第21話

彼が泣いていたーーー。


寝ている私の隣で。


『ごめん………七美……許してくれ……最低な俺を………』


下着を乱暴に脱がし、有無を言わさず、何度も何度も体を突っつかれた。私の初エッチだった。だから少しだけ、痛かった……。股から流れる赤い涙。

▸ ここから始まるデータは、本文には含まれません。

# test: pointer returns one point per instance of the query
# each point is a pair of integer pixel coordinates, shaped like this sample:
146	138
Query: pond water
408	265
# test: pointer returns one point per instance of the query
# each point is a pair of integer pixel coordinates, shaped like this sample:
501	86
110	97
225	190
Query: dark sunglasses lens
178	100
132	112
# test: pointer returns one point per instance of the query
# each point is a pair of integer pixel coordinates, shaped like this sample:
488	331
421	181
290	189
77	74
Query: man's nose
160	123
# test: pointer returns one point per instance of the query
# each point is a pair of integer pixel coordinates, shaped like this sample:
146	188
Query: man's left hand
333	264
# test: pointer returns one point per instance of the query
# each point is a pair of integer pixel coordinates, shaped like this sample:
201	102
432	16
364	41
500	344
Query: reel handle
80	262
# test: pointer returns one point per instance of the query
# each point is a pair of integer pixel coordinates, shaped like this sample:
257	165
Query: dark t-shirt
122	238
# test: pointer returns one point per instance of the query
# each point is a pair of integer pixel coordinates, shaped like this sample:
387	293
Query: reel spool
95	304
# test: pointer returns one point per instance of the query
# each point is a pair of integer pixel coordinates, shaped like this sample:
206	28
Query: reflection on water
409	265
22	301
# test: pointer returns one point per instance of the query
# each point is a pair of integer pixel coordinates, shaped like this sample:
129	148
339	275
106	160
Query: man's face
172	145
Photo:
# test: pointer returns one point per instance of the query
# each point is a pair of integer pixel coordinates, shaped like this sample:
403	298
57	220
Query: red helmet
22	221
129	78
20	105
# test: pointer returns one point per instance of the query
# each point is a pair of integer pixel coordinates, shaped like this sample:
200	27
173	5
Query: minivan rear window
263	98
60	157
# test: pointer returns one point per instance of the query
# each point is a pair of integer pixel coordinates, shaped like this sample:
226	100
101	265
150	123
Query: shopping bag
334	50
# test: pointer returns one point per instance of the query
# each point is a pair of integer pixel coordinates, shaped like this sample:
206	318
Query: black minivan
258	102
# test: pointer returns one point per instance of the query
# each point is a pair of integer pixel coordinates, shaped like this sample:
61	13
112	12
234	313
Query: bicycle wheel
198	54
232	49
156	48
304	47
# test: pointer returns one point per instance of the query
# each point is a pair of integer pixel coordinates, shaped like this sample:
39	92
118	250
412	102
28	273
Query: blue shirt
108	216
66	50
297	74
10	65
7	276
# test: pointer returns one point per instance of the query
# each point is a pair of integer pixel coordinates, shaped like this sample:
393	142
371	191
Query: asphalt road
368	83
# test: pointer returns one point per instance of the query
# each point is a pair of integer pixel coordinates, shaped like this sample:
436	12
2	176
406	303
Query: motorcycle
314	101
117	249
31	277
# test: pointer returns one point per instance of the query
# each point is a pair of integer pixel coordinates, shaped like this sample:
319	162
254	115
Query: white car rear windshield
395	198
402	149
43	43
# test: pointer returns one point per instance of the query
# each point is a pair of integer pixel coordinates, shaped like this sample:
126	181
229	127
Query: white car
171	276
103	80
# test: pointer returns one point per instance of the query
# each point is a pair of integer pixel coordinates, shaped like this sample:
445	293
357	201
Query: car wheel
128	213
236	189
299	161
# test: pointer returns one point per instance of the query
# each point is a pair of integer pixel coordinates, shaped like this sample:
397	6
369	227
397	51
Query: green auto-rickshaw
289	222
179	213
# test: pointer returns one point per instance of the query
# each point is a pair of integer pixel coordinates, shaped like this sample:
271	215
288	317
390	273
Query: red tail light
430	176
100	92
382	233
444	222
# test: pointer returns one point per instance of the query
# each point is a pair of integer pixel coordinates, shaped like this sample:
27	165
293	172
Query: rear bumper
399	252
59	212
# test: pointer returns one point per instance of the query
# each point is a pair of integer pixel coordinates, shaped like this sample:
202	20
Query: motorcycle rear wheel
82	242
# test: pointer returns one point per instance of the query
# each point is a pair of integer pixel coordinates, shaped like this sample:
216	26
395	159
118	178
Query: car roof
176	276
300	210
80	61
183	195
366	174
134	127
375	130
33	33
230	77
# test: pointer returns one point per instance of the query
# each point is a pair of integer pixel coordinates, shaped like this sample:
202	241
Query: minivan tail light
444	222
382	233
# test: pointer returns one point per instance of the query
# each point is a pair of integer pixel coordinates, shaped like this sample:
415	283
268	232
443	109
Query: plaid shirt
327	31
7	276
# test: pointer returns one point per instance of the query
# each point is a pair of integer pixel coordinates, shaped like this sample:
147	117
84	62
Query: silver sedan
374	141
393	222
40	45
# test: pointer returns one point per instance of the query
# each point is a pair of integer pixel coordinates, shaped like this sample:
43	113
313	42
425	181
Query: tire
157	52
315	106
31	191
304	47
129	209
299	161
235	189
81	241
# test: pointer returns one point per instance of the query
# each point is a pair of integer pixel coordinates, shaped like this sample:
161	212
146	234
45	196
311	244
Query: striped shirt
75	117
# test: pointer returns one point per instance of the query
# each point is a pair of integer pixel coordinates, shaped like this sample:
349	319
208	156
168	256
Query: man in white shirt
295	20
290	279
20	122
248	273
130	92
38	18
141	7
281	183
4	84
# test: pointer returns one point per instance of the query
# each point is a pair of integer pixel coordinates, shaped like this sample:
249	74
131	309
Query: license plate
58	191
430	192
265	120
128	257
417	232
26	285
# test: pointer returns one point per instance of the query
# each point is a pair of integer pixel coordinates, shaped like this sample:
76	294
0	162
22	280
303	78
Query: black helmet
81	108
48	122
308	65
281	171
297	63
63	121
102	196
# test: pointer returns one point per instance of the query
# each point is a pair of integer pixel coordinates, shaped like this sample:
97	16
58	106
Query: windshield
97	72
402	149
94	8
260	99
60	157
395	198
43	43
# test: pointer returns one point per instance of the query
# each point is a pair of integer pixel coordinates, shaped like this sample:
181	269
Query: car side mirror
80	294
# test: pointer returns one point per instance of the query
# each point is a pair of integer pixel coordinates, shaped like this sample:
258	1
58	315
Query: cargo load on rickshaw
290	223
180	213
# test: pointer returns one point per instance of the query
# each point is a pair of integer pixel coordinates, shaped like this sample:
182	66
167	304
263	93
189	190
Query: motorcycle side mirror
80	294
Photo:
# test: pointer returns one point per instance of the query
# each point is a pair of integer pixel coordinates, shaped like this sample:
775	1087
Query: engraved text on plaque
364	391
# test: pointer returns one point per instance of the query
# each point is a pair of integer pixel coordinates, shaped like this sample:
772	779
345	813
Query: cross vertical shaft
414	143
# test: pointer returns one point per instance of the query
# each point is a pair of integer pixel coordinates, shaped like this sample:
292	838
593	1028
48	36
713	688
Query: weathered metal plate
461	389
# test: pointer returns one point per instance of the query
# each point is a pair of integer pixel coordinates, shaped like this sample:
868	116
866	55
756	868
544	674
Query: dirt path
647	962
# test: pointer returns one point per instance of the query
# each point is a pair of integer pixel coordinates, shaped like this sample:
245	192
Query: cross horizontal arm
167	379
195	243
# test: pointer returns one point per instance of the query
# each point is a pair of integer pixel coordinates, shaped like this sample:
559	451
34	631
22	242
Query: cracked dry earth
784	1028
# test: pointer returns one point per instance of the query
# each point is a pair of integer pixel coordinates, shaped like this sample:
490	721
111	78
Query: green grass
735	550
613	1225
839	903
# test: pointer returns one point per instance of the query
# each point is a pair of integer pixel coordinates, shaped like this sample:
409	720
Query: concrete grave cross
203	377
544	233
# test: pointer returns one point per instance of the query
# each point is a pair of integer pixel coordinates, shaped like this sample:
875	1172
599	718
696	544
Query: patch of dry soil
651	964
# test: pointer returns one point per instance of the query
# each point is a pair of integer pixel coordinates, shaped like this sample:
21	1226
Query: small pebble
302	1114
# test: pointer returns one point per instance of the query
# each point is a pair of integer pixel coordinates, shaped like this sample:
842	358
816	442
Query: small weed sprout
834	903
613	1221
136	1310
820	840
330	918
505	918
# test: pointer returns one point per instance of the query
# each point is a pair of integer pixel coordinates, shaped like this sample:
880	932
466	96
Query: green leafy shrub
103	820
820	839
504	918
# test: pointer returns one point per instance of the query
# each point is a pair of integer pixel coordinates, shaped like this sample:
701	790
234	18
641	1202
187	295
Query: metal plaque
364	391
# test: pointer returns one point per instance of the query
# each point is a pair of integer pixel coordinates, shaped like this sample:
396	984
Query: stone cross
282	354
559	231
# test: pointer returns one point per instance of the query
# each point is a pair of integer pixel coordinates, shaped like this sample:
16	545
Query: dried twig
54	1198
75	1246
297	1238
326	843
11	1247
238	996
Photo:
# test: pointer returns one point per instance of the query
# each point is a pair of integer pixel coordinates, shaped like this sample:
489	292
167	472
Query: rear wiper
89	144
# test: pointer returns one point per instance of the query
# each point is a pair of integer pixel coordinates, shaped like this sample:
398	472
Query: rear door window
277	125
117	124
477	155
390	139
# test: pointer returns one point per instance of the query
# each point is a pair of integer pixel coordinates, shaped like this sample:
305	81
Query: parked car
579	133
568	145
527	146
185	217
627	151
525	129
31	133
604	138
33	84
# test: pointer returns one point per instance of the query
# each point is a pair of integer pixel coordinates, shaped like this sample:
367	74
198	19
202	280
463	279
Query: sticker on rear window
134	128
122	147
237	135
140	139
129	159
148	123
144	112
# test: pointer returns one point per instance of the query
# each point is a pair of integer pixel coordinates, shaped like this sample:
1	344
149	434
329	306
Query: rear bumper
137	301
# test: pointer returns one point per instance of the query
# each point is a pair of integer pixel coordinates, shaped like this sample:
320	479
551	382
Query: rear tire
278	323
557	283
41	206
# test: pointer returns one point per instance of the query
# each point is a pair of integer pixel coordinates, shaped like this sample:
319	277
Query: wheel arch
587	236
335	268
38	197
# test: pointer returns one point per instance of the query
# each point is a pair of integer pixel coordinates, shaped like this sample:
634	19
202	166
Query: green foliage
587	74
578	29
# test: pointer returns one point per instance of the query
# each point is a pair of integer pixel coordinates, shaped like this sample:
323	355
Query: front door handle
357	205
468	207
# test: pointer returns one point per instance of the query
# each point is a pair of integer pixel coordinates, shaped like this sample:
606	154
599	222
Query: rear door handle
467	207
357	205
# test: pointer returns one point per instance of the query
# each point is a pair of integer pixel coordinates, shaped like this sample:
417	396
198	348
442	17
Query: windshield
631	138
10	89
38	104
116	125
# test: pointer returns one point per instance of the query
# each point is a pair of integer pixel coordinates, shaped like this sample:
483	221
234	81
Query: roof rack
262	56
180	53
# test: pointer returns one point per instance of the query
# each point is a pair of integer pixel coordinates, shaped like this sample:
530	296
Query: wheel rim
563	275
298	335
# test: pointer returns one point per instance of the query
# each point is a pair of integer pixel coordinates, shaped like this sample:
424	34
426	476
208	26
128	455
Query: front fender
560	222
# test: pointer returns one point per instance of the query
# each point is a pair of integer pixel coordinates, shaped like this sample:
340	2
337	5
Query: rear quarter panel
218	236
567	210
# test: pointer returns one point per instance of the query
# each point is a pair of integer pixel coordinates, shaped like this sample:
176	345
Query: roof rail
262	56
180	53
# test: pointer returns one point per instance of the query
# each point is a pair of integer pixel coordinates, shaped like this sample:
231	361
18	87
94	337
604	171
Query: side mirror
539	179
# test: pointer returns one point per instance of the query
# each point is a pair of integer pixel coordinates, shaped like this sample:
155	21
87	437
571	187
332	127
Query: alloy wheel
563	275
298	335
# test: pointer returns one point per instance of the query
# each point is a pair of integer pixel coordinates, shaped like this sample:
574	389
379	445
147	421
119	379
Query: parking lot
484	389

青井 魂日。今、彼を支配しているのが私に対する強い憎しみだと分かった。

私を犯して、彼が少しでも楽になるなら私は喜んでこの体を捧げる。


だって、彼のこと大好きだからーーー。


『お前を好きって嘘ついた。……本当は分からない………好きって気持ちが……。お前に気に入られてるのが分かったから………それを利用して……。俺はただ……お前が初めてを奪われて苦しむ姿を見たかっただけ……』



そんなこと最初から分かってたよ。私のことを何とも思っていないこと。キミが父親と共に受けた苦痛。神華に対する憎しみ。そんな簡単には……消えるわけない。


だって、それが人間でしょ?


だからね、もう泣かないで。


温かい何かが、体の中に流れ込んできた。不思議な感覚。言葉に出来ない。


『……ごめ…ん』


彼から流れるモノ。指ですくって全て飲み込んだ。柔らかい感触と小さな彼の声。いつまでも私の心を黒い優しさが満たしていた。



ーーーーーーーーーーーーーーー


一人になりたかった俺は、午後の授業をサボり、屋上で黄昏ていた。


鉄の扉が開くと、二川さんが姿を現した。生徒会役員が、こんな場所になんのようだ? 奴隷もいないようだし。


「…………」


「待てっ! 行くな」


無言で去ろうとした俺を引き留める。


「何ですか?」


「…チッ……番条の奴……私の記憶まで消したな……。後で殺す」


「は?」


微妙な空気に耐えられなくなった俺は、この場を去ることを本気で考えた。


「お前には、この世界がどう見えている?」


「……………何かのテストですか? 俺は、バカなんで役員様の期待するような答え言えませんよ」


「いいから答えろ! 青井 魂日。お前には、この世界がどう見えてる?」


「はぁ……………。この世界は……。ここには……何もない。ただの無だ………。糞つまらねぇ世界だよ…………」


こちらを見た二川が、鼻で笑った。


「フッ……。記憶を無くしても、お前はお前ってわけだな」


「ちょっと意味が……。二川さん。俺、そろそろ戻るんで」


「待て。すぐ終わる。私はな、わざわざお前に良い情報を持ってきてやったんだぞ」


「情報?」


「あぁ……。会長な、近々結婚するみたいだ」


「会長が、結婚?」


「まぁ、今のお前には関係ない話だったかもな」


「結婚……………」


「前に誰かが言ってたよ。この世界は、何もない砂漠。孤独と絶望しかないって。でも隣に大切な誰かがいれば、砂漠もそんなに悪くないって……。青井 魂日。ただ、そうやって突っ立ってるだけじゃなくて、動け! 今、動かないと一生後悔する…こと…に……なる……から…………」


二川さんは前を向き、何もない紅い空を見つめ、俺にそう言った。


初めて見る彼女の泣き顔だったーーー。